Modern payments and banking APIs
Modern banking is not limited to banks anymore. It’s not only about online or mobile banking, it’s about all the things you would do in your banking system, but now you can do in apps or other solutions provided by third parties, not banks. Payments are one of such functionalities.
For years, if you didn’t want to pay with cash, you could use either cheques, credit/debit cards or wire transfer. With the dawn of e-commerce a need for easy, fast and reliable payments emerged, and the answer came from PayPal. Their solution was innovative, simple, and secure. But PayPal was limited to online shopping, so it couldn’t work as a cash replacement in everyday situations.

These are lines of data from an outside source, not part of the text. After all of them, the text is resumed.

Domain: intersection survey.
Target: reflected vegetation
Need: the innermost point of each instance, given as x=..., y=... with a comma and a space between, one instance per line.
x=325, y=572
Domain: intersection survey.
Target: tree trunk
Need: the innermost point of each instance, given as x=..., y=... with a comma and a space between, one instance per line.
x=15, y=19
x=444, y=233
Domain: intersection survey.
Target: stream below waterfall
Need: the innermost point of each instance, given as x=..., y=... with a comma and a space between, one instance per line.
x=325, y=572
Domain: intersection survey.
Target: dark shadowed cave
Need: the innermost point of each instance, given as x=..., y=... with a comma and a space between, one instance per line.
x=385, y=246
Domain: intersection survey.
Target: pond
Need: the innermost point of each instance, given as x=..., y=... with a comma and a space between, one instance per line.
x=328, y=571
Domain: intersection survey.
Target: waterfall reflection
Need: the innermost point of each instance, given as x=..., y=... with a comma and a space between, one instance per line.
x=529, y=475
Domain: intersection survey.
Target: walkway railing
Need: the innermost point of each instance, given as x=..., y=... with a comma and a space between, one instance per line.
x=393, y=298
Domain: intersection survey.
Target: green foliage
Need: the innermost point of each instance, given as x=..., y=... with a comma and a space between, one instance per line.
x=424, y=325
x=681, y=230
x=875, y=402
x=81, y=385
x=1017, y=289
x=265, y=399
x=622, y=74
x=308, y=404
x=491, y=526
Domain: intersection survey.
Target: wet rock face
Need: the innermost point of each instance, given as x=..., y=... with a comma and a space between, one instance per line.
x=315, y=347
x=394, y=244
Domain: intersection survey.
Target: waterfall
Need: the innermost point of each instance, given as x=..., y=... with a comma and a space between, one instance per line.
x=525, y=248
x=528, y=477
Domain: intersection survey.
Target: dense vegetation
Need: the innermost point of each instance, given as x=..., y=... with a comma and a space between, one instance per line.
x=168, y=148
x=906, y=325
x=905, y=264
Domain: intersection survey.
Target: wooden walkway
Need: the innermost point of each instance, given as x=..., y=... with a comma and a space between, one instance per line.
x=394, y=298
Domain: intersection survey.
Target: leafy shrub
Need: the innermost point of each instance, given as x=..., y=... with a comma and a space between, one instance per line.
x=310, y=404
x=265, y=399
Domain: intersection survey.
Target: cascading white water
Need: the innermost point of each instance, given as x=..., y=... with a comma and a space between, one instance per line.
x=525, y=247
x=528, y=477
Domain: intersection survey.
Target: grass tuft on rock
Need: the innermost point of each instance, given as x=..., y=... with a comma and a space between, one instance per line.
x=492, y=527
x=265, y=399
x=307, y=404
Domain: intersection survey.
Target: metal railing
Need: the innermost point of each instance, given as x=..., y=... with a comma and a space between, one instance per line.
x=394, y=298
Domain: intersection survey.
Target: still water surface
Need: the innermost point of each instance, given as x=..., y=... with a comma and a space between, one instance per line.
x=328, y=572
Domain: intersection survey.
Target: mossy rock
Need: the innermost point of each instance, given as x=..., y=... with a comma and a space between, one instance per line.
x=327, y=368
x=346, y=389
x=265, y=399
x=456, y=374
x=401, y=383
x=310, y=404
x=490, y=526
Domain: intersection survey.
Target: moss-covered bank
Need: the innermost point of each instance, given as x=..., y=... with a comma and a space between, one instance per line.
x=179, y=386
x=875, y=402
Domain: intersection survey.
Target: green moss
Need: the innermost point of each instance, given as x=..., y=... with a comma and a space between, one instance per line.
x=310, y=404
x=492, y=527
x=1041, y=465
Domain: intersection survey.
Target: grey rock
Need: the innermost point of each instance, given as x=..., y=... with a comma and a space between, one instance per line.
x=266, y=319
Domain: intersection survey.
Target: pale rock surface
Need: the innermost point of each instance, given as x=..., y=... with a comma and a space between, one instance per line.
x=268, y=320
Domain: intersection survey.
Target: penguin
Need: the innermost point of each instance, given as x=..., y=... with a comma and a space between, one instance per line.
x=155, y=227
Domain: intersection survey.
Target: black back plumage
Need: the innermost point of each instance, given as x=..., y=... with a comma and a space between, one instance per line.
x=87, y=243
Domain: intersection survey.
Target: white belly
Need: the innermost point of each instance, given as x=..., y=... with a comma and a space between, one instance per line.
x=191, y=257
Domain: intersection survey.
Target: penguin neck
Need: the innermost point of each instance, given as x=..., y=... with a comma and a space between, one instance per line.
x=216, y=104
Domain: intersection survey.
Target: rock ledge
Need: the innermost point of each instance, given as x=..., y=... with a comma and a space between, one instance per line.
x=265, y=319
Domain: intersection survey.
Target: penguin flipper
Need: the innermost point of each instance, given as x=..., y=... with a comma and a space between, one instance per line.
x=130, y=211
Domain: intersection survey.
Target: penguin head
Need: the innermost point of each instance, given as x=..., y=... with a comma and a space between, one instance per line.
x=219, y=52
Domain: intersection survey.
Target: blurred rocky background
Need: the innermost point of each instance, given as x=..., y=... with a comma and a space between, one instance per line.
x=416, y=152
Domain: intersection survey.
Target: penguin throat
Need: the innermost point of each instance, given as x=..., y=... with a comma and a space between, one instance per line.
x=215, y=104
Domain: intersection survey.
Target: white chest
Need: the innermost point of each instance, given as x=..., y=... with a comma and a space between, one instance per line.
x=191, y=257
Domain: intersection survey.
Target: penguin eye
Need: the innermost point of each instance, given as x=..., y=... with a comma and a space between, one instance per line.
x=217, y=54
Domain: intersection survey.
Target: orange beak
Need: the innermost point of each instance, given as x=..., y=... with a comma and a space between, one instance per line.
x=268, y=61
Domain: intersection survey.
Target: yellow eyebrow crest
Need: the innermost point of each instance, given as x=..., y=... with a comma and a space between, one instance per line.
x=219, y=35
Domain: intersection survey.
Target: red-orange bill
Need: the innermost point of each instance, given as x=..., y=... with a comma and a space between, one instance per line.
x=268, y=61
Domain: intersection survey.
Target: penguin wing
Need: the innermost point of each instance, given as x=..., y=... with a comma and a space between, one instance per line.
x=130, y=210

Mobile revolution opened new possibilities for universal payments. Mobile devices, especially smartphones, can be used as e-wallets. Both banking apps and third party solutions enable classic transfers as well as POS payments, particularly with the most promising NFC (contactless) technology.
Transfer in a flash
One of the examples of modern payments is an instant transfer. When you can’t wait for the next clearing session and need to transfer money within seconds, in most cases you have to use a third party solution. Some of them, German Sofort or Swedish Trustly for instance, are based on a banking API: you log into your bank account with your credentials on the payment service provider’s website rather than your bank’s. Since revealing your bank credentials to anyone is not a very secure practice, these kinds of payments face customers’ reluctance, not to mention objections articulated by banks or national regulators.
Dwolla is a more advanced and promising solution, although at the moment it is available only in the US. This startup partnered with two financial institutions to set up a system that would rival credit card networks and cut their fees. Dwolla offers APIs for banks and merchants willing to join the platform, so the implementation is fairly easy. Payments between parties are executed in real time, and the only fee is a fixed transaction fee regardless of the amount of money transferred.
Mobile is the new black
New payment systems from mobile phone vendors – Apple Pay, Android Pay and Samsung Pay – they are all very comfortable and easy to use, since they rely on the existing smartphone customer base as well as POS infrastructure, yet they are limited in one, very important aspect: they require a credit/debit card. For those who don’t own one, it’s useless – for now, at least.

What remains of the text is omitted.